A world lit only by fire_ the medieval m - William Manchester [82]
A Catholic historian notes that “a revolutionary spirit of hatred for the Church and the clergy had taken hold of the masses in various parts of Germany. … The cry ‘Death to the priests!’ which had long been whispered in secret, was now the watchword of the day.” Although the pope had remained ignorant of this festering discontent, the Curia knew of it. Rather than kindle an uprising there, the hierarchy had decided to exempt Germany from the Inquisition, and in 1516, the year before Luther posted his theses on the Castle Church door, one of the ablest men around the pontiff had warned him of imminent revolt in the heart of Europe.
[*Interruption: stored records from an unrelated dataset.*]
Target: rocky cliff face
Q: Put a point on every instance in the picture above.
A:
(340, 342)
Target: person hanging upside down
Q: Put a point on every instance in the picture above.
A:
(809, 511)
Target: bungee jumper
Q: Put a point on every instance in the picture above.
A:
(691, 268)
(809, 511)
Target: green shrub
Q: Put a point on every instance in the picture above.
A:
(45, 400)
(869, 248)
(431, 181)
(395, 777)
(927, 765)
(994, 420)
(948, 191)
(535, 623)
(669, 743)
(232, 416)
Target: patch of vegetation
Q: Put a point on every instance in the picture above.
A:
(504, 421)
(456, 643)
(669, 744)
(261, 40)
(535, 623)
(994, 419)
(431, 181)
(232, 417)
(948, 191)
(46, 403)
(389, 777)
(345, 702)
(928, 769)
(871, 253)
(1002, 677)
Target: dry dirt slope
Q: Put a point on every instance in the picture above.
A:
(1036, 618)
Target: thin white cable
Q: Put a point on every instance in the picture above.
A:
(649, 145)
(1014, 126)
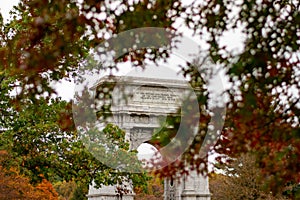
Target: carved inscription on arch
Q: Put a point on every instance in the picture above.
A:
(155, 95)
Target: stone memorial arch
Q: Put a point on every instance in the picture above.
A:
(148, 101)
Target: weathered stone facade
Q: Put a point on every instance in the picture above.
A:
(139, 104)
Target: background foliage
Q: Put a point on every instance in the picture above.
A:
(48, 40)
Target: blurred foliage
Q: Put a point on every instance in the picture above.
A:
(48, 40)
(13, 185)
(241, 179)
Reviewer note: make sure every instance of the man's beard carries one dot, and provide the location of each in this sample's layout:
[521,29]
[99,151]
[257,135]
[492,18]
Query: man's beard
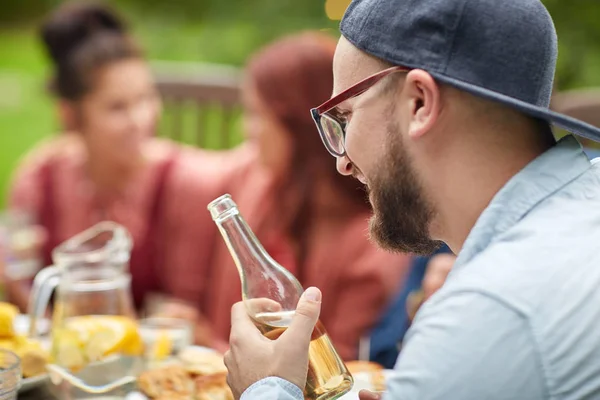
[402,214]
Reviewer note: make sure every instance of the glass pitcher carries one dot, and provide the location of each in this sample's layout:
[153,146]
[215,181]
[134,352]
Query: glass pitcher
[96,346]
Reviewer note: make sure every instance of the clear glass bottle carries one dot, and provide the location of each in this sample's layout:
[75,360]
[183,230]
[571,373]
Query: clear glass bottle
[271,294]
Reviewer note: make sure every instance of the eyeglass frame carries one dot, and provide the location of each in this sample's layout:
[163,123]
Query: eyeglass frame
[353,91]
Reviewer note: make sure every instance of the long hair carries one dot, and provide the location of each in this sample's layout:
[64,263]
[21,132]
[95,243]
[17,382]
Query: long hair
[293,75]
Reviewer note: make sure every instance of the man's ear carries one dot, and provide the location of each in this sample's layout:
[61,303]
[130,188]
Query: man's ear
[423,94]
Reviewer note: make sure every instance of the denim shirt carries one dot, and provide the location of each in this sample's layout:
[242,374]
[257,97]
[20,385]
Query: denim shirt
[519,315]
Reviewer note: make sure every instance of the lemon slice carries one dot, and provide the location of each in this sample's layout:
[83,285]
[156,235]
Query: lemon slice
[68,350]
[102,343]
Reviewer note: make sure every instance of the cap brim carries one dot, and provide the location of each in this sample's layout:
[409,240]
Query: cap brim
[570,124]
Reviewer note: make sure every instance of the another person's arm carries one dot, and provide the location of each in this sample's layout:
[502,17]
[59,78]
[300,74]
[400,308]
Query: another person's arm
[199,178]
[26,194]
[366,285]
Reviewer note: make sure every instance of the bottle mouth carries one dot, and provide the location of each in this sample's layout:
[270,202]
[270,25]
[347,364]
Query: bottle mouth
[222,207]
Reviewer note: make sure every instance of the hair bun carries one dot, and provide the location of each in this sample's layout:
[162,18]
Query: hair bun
[75,22]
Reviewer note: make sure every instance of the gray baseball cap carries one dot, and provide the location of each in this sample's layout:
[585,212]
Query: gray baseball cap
[502,50]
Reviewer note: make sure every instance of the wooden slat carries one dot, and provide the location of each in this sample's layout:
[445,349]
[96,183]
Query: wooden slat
[176,119]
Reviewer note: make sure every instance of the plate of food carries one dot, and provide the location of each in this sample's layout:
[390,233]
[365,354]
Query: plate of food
[33,353]
[196,373]
[367,376]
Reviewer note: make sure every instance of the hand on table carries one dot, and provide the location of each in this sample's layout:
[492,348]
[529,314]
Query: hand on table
[253,357]
[367,395]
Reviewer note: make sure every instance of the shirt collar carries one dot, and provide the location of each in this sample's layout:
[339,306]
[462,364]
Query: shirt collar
[541,178]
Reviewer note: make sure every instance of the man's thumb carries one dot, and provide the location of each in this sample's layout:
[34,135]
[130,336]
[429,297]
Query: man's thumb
[306,316]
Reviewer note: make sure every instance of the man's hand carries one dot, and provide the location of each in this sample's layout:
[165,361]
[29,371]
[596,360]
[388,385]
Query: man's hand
[366,395]
[253,357]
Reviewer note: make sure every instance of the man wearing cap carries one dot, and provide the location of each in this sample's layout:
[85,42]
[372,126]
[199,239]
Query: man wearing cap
[441,108]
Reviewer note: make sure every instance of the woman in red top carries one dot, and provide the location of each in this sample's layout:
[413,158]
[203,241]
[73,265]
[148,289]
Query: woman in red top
[108,166]
[309,218]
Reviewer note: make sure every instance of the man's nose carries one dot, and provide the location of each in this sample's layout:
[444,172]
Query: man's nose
[344,166]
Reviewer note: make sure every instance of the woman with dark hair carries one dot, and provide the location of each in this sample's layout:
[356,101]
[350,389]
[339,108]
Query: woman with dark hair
[309,218]
[107,165]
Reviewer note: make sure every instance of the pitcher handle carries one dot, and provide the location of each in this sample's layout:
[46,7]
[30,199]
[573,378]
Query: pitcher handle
[44,284]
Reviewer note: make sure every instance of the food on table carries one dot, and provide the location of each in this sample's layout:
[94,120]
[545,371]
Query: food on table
[198,375]
[166,381]
[363,366]
[161,348]
[32,354]
[87,339]
[202,363]
[372,371]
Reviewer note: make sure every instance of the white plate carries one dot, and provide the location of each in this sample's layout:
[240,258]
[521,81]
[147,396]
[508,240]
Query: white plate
[33,382]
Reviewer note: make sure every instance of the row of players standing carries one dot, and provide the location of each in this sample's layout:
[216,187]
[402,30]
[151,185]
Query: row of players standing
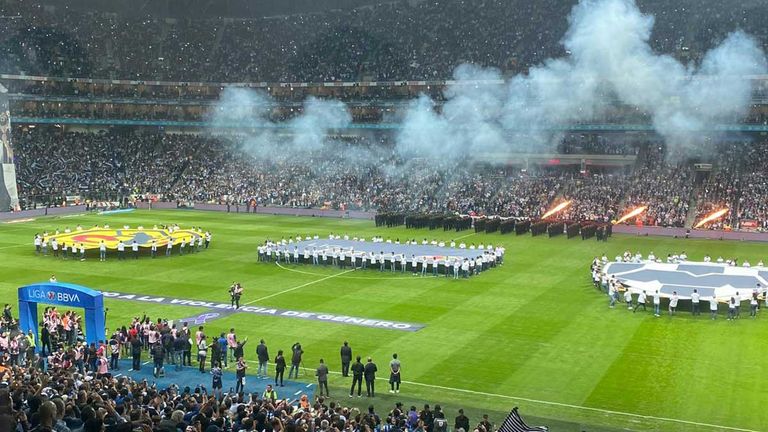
[486,257]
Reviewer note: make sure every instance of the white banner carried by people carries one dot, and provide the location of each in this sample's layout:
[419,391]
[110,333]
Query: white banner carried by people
[515,423]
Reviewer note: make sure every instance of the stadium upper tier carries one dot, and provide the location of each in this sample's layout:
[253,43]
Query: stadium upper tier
[371,175]
[398,40]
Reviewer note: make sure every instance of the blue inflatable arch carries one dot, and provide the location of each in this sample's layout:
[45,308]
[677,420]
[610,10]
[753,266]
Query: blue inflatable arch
[67,296]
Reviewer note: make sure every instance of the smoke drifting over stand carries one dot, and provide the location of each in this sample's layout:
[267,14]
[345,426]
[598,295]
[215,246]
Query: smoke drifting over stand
[610,62]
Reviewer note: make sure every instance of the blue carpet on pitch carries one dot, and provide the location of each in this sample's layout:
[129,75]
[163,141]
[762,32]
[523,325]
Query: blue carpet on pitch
[190,376]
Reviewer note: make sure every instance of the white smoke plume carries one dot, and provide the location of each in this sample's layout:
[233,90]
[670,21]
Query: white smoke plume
[610,62]
[247,112]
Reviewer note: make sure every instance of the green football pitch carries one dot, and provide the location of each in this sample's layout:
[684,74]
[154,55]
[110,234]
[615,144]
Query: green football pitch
[532,333]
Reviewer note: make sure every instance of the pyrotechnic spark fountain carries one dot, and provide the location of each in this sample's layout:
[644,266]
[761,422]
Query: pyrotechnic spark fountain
[712,217]
[631,214]
[556,209]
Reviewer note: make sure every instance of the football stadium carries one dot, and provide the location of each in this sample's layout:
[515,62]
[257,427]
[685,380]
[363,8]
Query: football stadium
[367,216]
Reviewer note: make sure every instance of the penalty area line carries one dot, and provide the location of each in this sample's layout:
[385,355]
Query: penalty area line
[297,287]
[561,404]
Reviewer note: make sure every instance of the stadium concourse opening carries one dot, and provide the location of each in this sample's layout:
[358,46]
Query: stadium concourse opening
[163,240]
[423,258]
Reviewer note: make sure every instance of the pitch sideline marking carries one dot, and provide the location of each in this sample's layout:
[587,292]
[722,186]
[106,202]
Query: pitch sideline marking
[559,404]
[297,287]
[348,277]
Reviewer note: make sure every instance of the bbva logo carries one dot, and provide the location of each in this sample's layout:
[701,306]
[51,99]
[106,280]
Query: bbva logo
[61,297]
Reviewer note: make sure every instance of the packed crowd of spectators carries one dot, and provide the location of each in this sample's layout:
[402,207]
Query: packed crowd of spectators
[391,41]
[67,385]
[665,188]
[370,175]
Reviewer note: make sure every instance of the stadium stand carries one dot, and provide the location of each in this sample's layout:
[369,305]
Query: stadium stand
[382,42]
[203,168]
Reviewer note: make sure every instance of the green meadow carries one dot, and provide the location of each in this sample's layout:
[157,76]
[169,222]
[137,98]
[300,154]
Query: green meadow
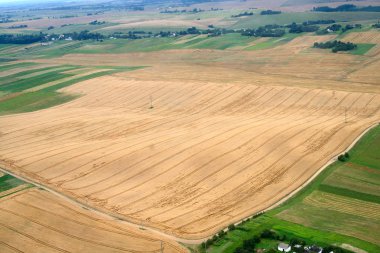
[347,191]
[45,84]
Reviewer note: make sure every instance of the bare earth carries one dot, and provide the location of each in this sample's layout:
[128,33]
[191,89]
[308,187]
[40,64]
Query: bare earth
[206,154]
[222,141]
[37,221]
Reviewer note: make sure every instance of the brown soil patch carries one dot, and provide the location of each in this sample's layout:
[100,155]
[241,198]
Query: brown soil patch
[206,155]
[38,221]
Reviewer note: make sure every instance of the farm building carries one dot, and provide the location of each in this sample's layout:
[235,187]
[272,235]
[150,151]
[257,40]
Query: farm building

HIS NAME WAS GIROLAMO ALEANDRO, Latinized to Hieronymus Aleander. Then just forty, he was a handsome Venetian whose arched brows, penetrating eyes, and thoughtful, pursed mouth suggested a professorial life. In part this was justified. Aleandro was an ecclesiastic of commanding intellect. A humanist and future cardinal, he was a celebrated member of Europe’s intelligentsia—rector of the University of Paris, a colleague of Erasmus, fluent in all classical tongues, and honored lecturer at Venice and Orleans. He was also a man of action, however, and as such he would become Luther’s first formidable Catholic adversary. Aleandro had anticipated the coming mutiny during an official visit to Austria. There, he told Pope Leo, he had repeatedly overheard men muttering that they yearned for the emergence of a man brave enough to lead them against Rome.
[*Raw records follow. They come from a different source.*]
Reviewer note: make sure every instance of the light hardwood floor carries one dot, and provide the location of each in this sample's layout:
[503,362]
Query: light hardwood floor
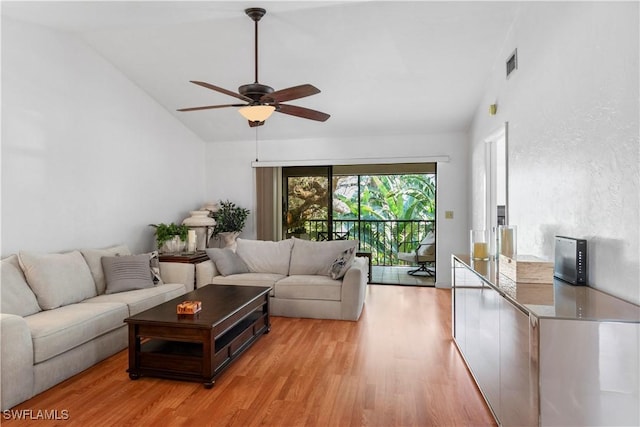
[396,366]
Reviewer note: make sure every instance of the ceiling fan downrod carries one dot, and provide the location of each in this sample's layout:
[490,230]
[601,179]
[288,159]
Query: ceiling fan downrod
[255,13]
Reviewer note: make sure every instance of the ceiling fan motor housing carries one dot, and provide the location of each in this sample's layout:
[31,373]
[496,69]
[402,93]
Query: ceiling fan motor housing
[255,91]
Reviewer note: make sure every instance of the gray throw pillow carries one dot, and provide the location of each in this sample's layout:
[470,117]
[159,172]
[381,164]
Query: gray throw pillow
[342,263]
[227,262]
[126,273]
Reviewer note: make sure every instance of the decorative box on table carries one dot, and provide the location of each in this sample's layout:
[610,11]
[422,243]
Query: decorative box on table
[526,269]
[189,307]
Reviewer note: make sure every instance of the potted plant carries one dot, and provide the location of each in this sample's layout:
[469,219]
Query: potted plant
[170,237]
[230,220]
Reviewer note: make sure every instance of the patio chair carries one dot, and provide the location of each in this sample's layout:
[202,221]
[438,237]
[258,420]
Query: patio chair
[424,256]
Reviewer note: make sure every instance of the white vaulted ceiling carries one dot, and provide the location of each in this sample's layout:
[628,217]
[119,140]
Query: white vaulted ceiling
[383,67]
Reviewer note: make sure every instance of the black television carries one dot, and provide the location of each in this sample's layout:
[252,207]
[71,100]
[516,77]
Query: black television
[570,260]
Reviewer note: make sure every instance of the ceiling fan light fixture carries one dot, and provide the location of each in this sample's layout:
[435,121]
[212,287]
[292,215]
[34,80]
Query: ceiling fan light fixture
[257,113]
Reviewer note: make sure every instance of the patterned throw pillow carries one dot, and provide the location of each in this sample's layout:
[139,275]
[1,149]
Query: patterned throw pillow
[154,263]
[126,273]
[342,263]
When the papacy issued a bull significant to one part of the Church’s vast realm, it was customary to dispatch eminent nuncios from Rome with bales of copies, which they would post in major population centers. Leo’s Exsurge Domine was such a document, and the dignitaries entrusted to inform all Germany of Luther’s shame were Aleandro and Johann Eck. To be chosen was regarded as an honor, and Eck, remembering his triumph over Luther in Leipzig the year before, set out with zest.
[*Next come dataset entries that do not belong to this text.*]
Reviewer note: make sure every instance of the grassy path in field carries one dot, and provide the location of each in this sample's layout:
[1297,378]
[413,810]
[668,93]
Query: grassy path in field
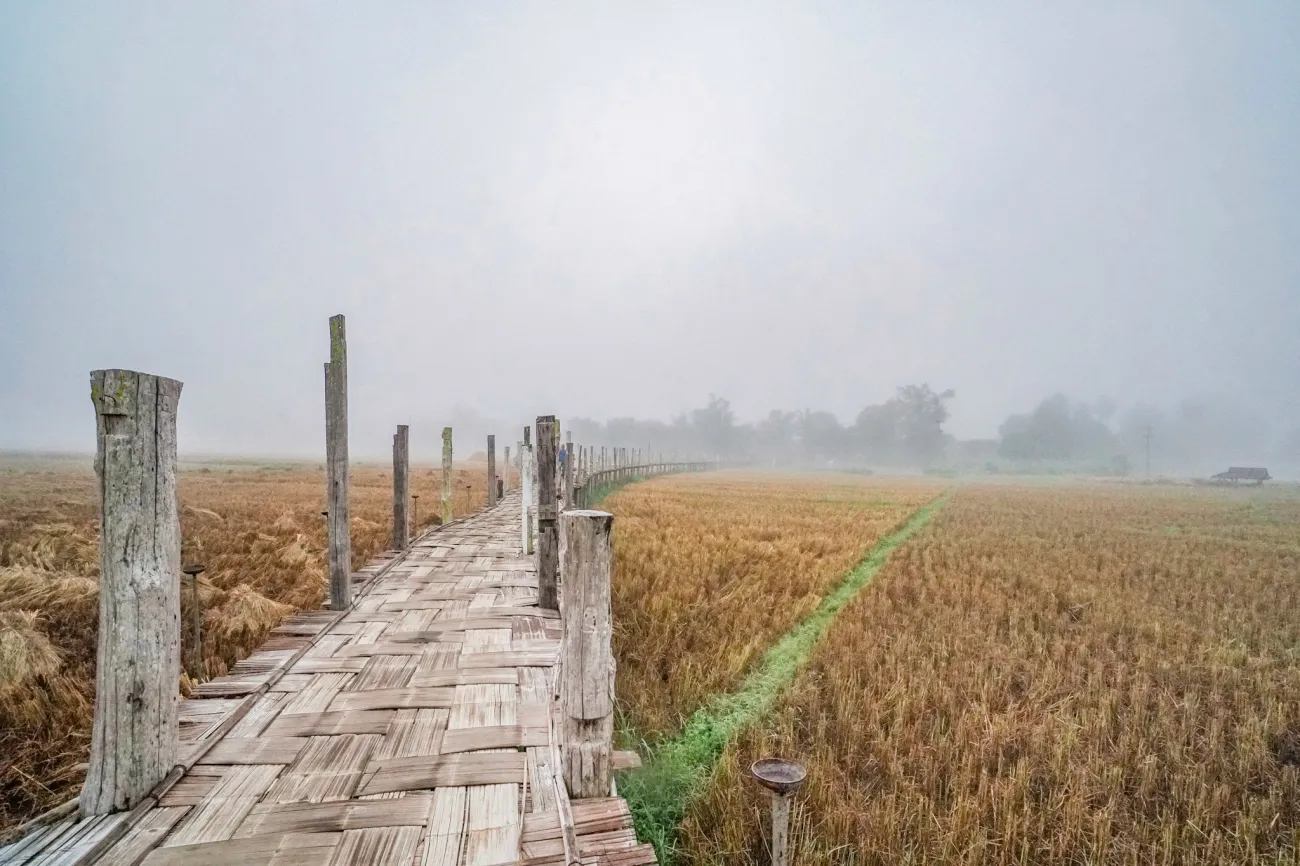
[675,771]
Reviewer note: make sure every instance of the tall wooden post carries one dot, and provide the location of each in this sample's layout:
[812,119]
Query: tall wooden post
[446,475]
[337,467]
[402,488]
[547,540]
[586,665]
[525,473]
[135,737]
[492,470]
[568,471]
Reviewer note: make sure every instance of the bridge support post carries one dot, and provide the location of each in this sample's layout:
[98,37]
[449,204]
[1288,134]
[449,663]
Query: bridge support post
[492,470]
[586,663]
[547,541]
[568,470]
[135,737]
[446,476]
[337,467]
[402,488]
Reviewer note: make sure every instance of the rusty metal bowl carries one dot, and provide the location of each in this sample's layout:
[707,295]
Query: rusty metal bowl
[779,775]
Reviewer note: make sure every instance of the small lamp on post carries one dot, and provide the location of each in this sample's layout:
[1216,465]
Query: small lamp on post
[783,778]
[195,619]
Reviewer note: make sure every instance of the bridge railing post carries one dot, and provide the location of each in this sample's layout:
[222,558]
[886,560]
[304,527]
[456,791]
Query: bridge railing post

Aleandro, remembering his premonition, was less enthusiastic. Earlier in the week word had reached the Vatican that their reception would be, at best, mixed; Luther had been degraded in Rome, but he was no pariah to the north. Among his supporters were Franz von Sickingen, imperial chamberlain and one of the Holy Roman Empire’s seven electors; Philipp Melanchthon, the theologian; Lazaras Spengler, poet, and Stadtrat (councillor) of Nuremberg; and Willibald Pirkheimer, the translator of Greek classics into Latin. Albrecht Dürer was praying for Luther. Karlstadt, rallying to his cause, had published De canonicis scripturis libellus, a slender volume commending the Bible and derogating pontiffs, the Epistles, traditions, and ecumenical councils. In Mainz even Archbishop Albrecht was flirting with the rebels.
These were prominent, conservative Germans. Ulrich von Hutten was prominent, but no conservative; he was writing with the slashing, polemical pen of the new Lutherans. Calling for Germans to free themselves from Rome, he published an ancient German manuscript and noted pointedly: “While our forefathers”—the Goths and Huns—“thought it unworthy of them to submit to the Romans when Rome was the most martial nation in the world, we not only submit to these effeminate slaves of lust and luxury, but suffer ourselves to be plundered to minister to their sensuality.” Erasmus begged Hutten to mute his trumpet, but the poet laureate’s notes grew harder and harsher; that spring of 1520, demanding independence from Rome in Gespräche, a verse dialogue, he called the Vatican a “gigantic, bloodsucking worm,” adding: “The pope is a bandit chief, and his gang bears the name of the Church. … Rome is a sea of impurity, a mire of filth, a bottomless sink of iniquity. Should we not flock from all quarters to compass the destruction of this common curse of humanity?”